A man in a navy suit grinned as he left an airbase in Guinea’s capital Conakry on Wednesday after being vaccinated for Ebola, one of the first to receive the jab since the deadly disease re-emerged in the West African country.
He was among a handful of people to volunteer for an early Ebola vaccination as part of a programme the government hopes will crush the outbreak by April.
The man had recently passed through the southeastern region where Ebola emerged earlier this month, he told AFP outside the airbase, which is serving as a vaccination centre.
“Since I learned that this disease reappeared, I’ve stayed away from my family,” said the man, who requested anonymity.
Guinea recorded new Ebola cases on February 13 near the town of Gouecke, in the southeastern Nzerekore region, and declared an epidemic shortly after.
The re-emergence of the viral disease has evoked the spectres of the devastating 2013-2016 Ebola epidemic in West Africa, which left 11,300 dead in Guinea, Liberia and Sierra Leone.
Ebola causes severe fever and, in the worst cases, unstoppable bleeding.
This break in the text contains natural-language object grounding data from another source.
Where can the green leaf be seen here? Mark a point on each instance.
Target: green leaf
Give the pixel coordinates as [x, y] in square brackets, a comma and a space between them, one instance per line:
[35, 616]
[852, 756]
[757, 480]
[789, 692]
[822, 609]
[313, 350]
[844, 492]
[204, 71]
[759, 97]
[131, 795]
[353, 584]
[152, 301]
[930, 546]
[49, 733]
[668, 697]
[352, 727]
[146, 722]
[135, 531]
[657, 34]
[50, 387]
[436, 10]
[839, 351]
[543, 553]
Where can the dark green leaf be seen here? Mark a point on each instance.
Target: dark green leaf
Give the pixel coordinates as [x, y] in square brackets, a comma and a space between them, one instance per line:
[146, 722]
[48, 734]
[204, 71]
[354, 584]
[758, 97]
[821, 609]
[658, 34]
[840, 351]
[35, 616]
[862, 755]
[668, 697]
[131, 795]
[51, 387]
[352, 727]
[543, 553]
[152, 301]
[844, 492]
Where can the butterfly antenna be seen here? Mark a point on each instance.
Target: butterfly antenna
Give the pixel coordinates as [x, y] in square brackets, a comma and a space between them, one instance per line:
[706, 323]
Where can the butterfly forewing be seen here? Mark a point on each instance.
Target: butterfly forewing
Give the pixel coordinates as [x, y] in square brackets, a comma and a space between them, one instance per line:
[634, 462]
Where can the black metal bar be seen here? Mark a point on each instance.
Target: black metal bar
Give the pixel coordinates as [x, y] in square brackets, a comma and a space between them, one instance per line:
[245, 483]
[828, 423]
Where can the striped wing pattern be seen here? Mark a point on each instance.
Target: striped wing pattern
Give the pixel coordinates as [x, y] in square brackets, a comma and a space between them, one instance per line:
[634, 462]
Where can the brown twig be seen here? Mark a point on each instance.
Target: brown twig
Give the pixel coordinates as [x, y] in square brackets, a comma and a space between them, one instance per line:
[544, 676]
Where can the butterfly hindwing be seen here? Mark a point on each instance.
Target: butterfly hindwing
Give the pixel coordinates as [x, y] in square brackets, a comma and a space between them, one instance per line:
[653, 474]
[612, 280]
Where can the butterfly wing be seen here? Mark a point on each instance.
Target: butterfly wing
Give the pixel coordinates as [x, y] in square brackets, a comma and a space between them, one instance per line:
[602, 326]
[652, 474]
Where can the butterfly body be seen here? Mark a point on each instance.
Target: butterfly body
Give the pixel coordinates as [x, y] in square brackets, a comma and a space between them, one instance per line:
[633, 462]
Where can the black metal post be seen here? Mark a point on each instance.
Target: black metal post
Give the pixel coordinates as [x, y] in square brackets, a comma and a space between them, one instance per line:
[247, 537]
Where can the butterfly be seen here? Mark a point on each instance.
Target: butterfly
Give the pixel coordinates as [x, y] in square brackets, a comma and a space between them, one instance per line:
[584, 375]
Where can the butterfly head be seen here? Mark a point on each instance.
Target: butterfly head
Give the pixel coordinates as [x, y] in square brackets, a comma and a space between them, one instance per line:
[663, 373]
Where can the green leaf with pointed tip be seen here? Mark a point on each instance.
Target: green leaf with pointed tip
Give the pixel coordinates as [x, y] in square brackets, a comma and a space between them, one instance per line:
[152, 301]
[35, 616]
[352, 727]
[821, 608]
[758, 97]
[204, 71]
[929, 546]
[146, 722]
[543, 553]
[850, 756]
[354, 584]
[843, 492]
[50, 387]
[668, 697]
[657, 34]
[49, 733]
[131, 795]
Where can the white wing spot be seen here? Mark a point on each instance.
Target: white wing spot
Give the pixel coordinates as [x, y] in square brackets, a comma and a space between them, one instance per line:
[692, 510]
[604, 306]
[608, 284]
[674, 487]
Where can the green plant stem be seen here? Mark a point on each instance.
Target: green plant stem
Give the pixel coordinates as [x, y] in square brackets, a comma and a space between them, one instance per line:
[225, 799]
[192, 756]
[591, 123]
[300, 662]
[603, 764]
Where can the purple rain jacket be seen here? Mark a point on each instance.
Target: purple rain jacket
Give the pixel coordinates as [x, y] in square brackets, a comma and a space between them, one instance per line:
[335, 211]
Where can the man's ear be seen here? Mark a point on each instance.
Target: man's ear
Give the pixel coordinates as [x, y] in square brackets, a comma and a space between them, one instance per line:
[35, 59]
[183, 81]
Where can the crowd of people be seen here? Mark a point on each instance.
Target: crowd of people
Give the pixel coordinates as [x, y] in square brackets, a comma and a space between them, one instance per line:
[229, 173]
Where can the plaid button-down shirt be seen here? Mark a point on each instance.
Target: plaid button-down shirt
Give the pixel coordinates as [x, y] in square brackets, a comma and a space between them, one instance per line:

It is transmitted through close contact with bodily fluids, and people who live with or care for patients are most at risk.
But Guinea has reacted rapidly to its latest outbreak.
With support from the World Health Organization, medical workers on Tuesday began administering vaccines in Gouecke.
Vaccinations began the following day at a military airbase in Conakry, where 10 contact cases and four volunteers received jabs.
Halimatou Keita, the doctor in charge of vaccinations at the base, reassured worried-looking patients that they would have “no more worries” after getting vaccinated, an AFP journalist said.
At least five people have died in the latest outbreak so far, according to the country’s health agency, although there is some confusion over the exact death toll.
Guinean health authorities have also reported 10 confirmed or probable Ebola cases, and are tracking 400 more contact cases.
‘Six weeks’
Guinea’s Health Minister Remy Lamah, as well as Georges Ki-Zerbo, the World Health Organization representative in the country, travelled to Gouecke for the start of the vaccine rollout this week.
“I think that in six weeks, we can be done with this disease,” Lamah, who hails from the region, said during the trip.
He added, however, that he had spent much of the day persuading local leaders to overcome their hesitancy of the Ebola vaccine.
The vaccination campaign continued in the Nzerekore region on Wednesday, where contact cases and medical staff received jabs at the local hospital.
“We vaccinate contact cases first… and then all the staff, since they are on the front line in the response,” hospital director-general Kaba Keita said through a facemask.
For his part, the head of Guinea’s Ebola response, Moussa Konate, appears upbeat about the nation’s chances of beating back the virus.
He told local press this week that health kits and food aid were reaching people in the southeast of the country, whom he added were well informed about preventive measures against Ebola.